Just bought purple Ray Bans. If there was any small chance that I would ever have sex with women ever again, I just buried it.
I just threw up in my hands while sitting on the toilet
you two started sword fighting with 3 ft tall spruce trees you pulled out of planters
If everything I've heard is true, then she's lost her virginity three times
She was shaking her boobs and I was so high all I could think was "breast maracas"
I believe I convinced two girls to makeout for freedom last night Hahaha
Smoked Hookah in the playhouse last night. Childhood was so fun.

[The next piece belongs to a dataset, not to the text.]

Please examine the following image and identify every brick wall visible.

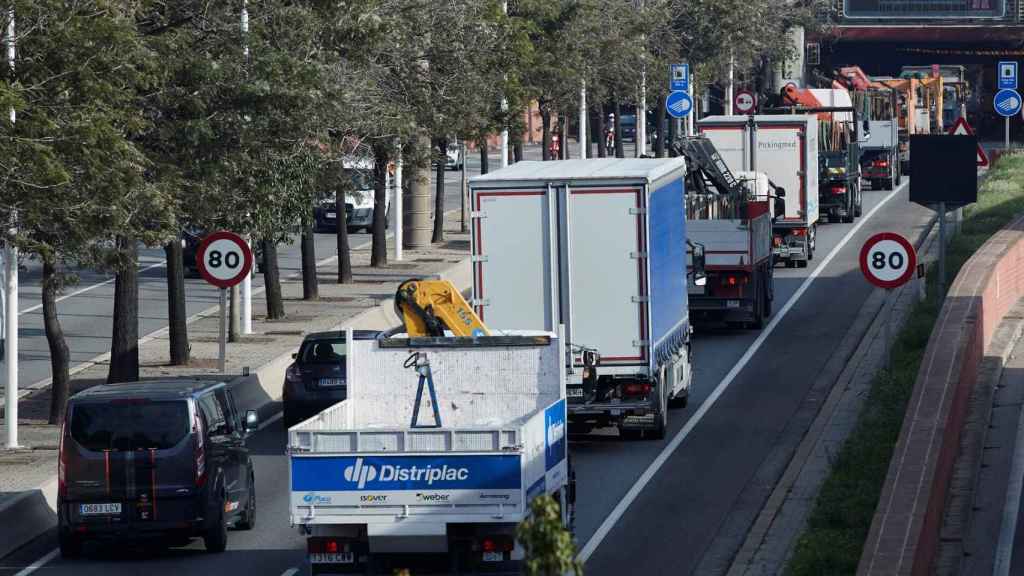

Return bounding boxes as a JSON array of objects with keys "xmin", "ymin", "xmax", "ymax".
[{"xmin": 857, "ymin": 216, "xmax": 1024, "ymax": 576}]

The whole time we were fucking I kept thinking, "My dad would love this cologne. I'll have to ask him where he got it." the highlight of the night is that I figured out my dad's birthday gift.
I just got attacked by a swarm of butterflies. Nothing is okay anymore.
These freshman guys were trying to holler at me from their window, and I realized about 20 minutes too late that the best possible reaction at that time would've been screaming "FLACCID PENIS". Oh, and I found this awesome zombie charm bracelet you would love.
so the kid in line in front of me at walmart just bought roses and a Plan B pill. Happy Valentines Day.
i turned around and there he was, right in my face. i was mid deep throat of a hot dog that i was eating with my hands and no bun. you win FSU, you win.
Didn't think the day of being the oldest in a club would be when I'm twenty one. Even the bouncer looked surprised when he ID me.
Speaking of, what are you doing next weekend? I'm going to a rope bondage seminar and may need a partner if my date bails.
Yeah totally passed out in their trash can last night.